No wonder then that from our hymns Eve emerges a pitiful and wretched figure. For this facet of our first mother's image I have counted no fewer than nine synonyms for "sorrow." Phrases like the "tears of Eve," "the grief of Eve," the "lament of Eve," or the "distresses of Eve" are endlessly repeated, creating the indelible image of women oppressed and depressed, forever weeping. It was of course understood that women deserve this fate, because "Eve planted sorrow in Eden." Behind this portrait in the Greek hymns lies the rabbinic teaching that Eve must forever mourn on account of her sins. That the founder of Christianity showed liberating sympathy for all women, as the Gospels record, seems not to have impressed the patriarchal-minded creators of the church's anti-woman ideology.
Clearly, the sexist image of Eve and woman which I have described is not a fleeting or incidental phenomenon in the history of the church. It cannot be dismissed as occasional flights of rhetorical hyperbole or of a few monks' overheated imagination. The sources fail to corroborate such claims.
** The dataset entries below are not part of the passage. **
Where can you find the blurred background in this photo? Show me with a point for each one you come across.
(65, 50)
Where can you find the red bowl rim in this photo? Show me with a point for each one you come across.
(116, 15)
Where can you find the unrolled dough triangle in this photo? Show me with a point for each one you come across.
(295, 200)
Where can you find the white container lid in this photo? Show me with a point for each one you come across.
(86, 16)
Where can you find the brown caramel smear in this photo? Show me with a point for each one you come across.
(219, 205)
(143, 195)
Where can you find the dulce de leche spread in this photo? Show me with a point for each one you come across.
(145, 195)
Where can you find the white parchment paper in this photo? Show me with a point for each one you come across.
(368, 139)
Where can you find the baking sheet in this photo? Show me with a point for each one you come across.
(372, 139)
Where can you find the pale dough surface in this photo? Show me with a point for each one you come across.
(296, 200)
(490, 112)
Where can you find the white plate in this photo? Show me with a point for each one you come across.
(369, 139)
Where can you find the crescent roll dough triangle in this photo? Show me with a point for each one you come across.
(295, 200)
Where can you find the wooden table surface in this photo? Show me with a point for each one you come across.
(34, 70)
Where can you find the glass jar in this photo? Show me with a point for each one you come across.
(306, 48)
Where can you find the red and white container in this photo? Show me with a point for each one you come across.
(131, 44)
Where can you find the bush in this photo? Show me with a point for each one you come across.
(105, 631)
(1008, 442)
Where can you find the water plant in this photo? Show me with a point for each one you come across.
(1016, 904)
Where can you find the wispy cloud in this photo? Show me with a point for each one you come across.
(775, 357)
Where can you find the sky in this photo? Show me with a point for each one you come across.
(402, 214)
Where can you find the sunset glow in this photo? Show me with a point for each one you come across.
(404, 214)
Byzantine hymns composed over a millennium document the vitality and durability of androcentric theology, the creation of church fathers who believed in woman's divinely designed inferiority.
Beyond the testimony of the written words in canon laws, patristics and hymnography, there is also the eloquent witness of the church's praxis. On the basis of sex it discriminates against women, denying them full participation in the life of the ekklesia. Today it is no longer possible to conceal the existence and influence of patriarchal prejudice and pride. Nor is it possible to claim validity for appeals made to traditions which are founded on the androcentric premises of woman's inferior and sinful nature.
Surely the time has come for open, serious and informed examination of Orthodoxy's traditional attitudes and stance in regard to women. It is time at last to recognize Eve's dignity and humanity. She too was created in the divine image. Eve's Orthodox daughters know that they have names, and that they are people, not ribs.